In these exercises we will review some of the functionality for genomic and functional annotation of peaks.
We will be using output from the differential peak analysis of ATACseq Week 6 vs Week 0. The starting table can be found in the ‘data’ folder of the course.
Â
Read in the differential output table ‘ATAC_W6MinusD0.xlsx’, make a GRanges and do the following:
library(ChIPseeker)
library(TxDb.Mmusculus.UCSC.mm10.knownGene)
W6MinusD0 <- rio::import("data/ATAC_W6MinusD0.xlsx")
W6MinusD0_gr <- GRanges(seqnames = W6MinusD0$seqnames,
IRanges(start = W6MinusD0$start, end = W6MinusD0$end),
log2FoldChange = W6MinusD0$log2FoldChange,
padj = W6MinusD0$padj)
peakAnno_all <- annotatePeak(W6MinusD0_gr, tssRegion=c(-1000, 1000),
TxDb=TxDb.Mmusculus.UCSC.mm10.knownGene,
annoDb="org.Mm.eg.db")
W6MinusD0_gr_main <- W6MinusD0_gr[as.vector(seqnames(W6MinusD0_gr)) %in% paste0("chr", c(1:19, "X", "Y", "M"))]
W6MinusD0_gr_up <- W6MinusD0_gr_main[W6MinusD0_gr_main$log2FoldChange > 1 & W6MinusD0_gr_main$padj < 0.05, ]
peakAnno_up <- annotatePeak(W6MinusD0_gr_up, tssRegion=c(-1000, 1000),
TxDb=TxDb.Mmusculus.UCSC.mm10.knownGene,
annoDb="org.Mm.eg.db")
plotAnnoBar(list(all_peaks = peakAnno_all, SigUp_peaks = peakAnno_up),
title = "ATACseq peak distribution")
Perform functional enrichment using the genes that have significant increases in ATACseq signal within peaks located in their promoters.
library(clusterProfiler)
library(org.Mm.eg.db)
library(enrichplot)
library(ggplot2)
# get universe of genes
allGeneGR <- genes(TxDb.Mmusculus.UCSC.mm10.knownGene)
allGeneGR[1:2,]
allGeneIDs <- allGeneGR$gene_id
up_atac_GR <- as.GRanges(peakAnno_up)
up_atac_GR_prom <- up_atac_GR[grepl("Promoter", up_atac_GR$annotation)]
up_promGenes_uniq <- unique(up_atac_GR_prom$geneId)
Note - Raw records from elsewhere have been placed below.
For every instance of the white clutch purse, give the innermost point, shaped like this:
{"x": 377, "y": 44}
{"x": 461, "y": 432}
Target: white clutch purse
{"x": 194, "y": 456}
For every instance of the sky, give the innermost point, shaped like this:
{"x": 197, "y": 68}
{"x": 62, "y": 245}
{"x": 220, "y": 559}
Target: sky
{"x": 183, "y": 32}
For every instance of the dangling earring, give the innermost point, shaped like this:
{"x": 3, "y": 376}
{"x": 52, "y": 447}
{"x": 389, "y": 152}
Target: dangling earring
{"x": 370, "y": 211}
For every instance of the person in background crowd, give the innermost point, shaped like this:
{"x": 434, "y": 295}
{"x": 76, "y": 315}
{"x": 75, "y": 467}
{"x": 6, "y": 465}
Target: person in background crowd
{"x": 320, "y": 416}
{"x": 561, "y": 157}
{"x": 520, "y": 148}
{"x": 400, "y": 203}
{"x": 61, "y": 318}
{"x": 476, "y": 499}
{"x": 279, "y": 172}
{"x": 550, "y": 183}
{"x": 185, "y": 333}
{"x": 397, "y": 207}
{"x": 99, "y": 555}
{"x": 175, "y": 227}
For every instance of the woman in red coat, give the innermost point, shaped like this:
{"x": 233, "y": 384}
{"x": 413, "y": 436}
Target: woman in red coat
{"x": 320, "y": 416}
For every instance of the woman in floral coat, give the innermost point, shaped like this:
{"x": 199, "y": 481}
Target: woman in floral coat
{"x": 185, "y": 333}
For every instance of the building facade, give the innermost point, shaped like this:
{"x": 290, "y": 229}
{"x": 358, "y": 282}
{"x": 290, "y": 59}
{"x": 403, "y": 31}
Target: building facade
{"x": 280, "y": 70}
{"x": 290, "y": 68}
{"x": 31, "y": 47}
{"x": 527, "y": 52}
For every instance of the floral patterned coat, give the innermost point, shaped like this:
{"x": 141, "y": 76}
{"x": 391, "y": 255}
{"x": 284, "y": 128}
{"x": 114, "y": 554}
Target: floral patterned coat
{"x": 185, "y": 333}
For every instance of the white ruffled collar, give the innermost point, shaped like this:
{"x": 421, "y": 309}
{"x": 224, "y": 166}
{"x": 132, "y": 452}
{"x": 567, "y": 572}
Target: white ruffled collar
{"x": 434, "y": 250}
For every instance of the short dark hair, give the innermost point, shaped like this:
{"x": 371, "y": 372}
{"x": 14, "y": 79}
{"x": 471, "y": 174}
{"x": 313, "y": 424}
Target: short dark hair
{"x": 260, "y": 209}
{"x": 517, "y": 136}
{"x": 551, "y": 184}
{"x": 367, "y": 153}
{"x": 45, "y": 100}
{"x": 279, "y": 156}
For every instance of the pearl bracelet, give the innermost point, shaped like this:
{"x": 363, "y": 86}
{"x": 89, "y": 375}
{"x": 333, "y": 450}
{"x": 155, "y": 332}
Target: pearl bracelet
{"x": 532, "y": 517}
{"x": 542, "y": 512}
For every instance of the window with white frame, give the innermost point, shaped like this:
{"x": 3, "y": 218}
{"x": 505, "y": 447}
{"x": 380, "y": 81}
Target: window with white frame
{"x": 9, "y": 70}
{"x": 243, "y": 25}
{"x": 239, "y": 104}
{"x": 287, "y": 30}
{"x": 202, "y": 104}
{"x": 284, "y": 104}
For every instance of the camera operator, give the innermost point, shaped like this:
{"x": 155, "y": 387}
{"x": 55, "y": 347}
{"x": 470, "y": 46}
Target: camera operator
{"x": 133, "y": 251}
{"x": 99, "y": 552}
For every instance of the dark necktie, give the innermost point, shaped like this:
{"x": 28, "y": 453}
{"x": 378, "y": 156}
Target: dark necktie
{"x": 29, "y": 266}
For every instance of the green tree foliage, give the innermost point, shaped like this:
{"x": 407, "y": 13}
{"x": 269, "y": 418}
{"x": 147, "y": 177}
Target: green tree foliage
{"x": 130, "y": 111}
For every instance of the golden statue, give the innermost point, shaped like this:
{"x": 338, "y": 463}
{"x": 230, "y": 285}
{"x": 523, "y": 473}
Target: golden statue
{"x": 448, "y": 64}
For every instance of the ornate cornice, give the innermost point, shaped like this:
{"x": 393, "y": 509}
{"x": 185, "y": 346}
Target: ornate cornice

GO_result_prom <- enrichGO(gene = up_promGenes_uniq,
universe = allGeneIDs,
OrgDb = org.Mm.eg.db,
ont = "BP")
library(msigdbr)
msig_t2g_reac <- msigdbr(species = "Mus musculus",
category = "C2",
subcategory = "REACTOME")
msig_t2g_reac <- msig_t2g_reac[ , colnames(msig_t2g_reac) %in% c("gs_name", "entrez_gene")]
reactome_result_prom <- enricher(gene = up_promGenes_uniq,
universe = allGeneIDs,
TERM2GENE = msig_t2g_reac)
GO BP output
## ID Description GeneRatio BgRatio
## 1 GO:0008154 actin polymerization or depolymerization 19/664 199/22195
## 2 GO:0007015 actin filament organization 32/664 474/22195
## 3 GO:0032535 regulation of cellular component size 29/664 413/22195
## RichFactor FoldEnrichment zScore pvalue p.adjust qvalue
## 1 0.09547739 3.191447 5.453249 9.087002e-06 0.03324488 0.03085578
## 2 0.06751055 2.256621 4.856501 1.802453e-05 0.03324488 0.03085578
## 3 0.07021792 2.347118 4.852904 2.156424e-05 0.03324488 0.03085578
GO_result_plot <- pairwise_termsim(GO_result_prom)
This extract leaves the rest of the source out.